FullCatalog_df = pd.read_csv('A1942nohead.tsv', sep='\t', header=[0])


Count the number of sources, and print that out.

In [None]:

FullCount = len(FullCatalog_df)
print(FullCount)

# take a look at the first few rows of the data structure

FullCatalog_df.head()


In astronomy, we often describe how bright an object is using magnitudes rather than raw fluxes.

Let’s walk through how flux relates to magnitude, what the zero point means, and how to correctly compute errors on magnitudes from flux errors.

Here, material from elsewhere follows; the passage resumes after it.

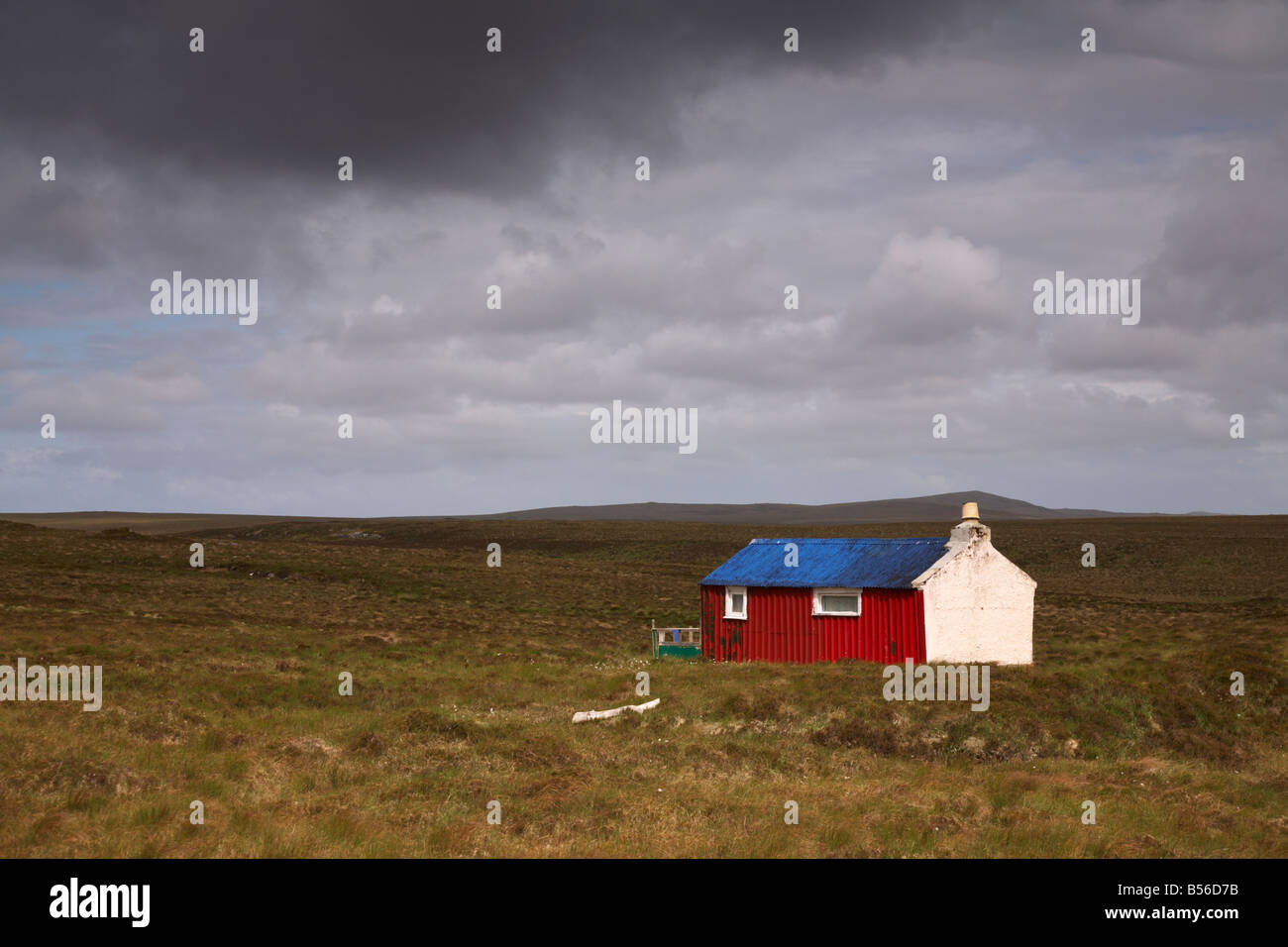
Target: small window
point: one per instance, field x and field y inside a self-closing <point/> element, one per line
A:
<point x="837" y="600"/>
<point x="735" y="602"/>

### Magnitude–Flux Relationship

The **apparent magnitude** $m$ of a source is related to its measured flux $F$ (in some band, here the *i*-band) through the formula:


$m = -2.5 \, \log_{10}(F) + C$


- $F$: the observed flux of the object.  
- $C$: the **zero point**, a constant that sets the magnitude scale.  

---

### What is the Zero Point?

The **zero point** ensures that the magnitude system matches a standard reference.  
- Historically, the zero point was chosen so that bright stars like Vega have magnitude close to 0 in optical bands.  
- In modern CCD-based surveys, the zero point comes from calibrations that convert instrumental flux counts into physical magnitudes.  

---

### Error Propagation: From Flux to Magnitude

We also need the **uncertainty on the magnitude** $\sigma_m$, given the flux error $\sigma_F$.

The general rule is:

$
\sigma_m = \left| \frac{dm}{dF} \right| \, \sigma_F
$

#### Step 1. Differentiate the magnitude formula:

$
m(F) = -2.5 \log_{10}(F) + C
$

$
\frac{dm}{dF} = -\frac{2.5}{\ln(10)} \cdot \frac{1}{F}
$

#### Step 2. Apply error propagation:

$
\sigma_m = \frac{2.5}{\ln(10)} \cdot \frac{\sigma_F}{F}
$

Note that that $\frac{2.5}{\ln(10)} ≈ 1.0857$, which is pretty darn close to 1.0

This shows that:
- The **relative error in flux** ($\sigma_F/F$) is what matters.  
- For modest variations in flux, the magnitude difference is approximately equal to the fractional flux uncertainity. If sigma_m is 0.1, then fractional uncertainty is 10% and reciprocal of that, the signal to noise ratio, is 10.
- Magnitude errors get larger for faint sources (small $F$) because dividing by $F$ amplifies uncertainties.  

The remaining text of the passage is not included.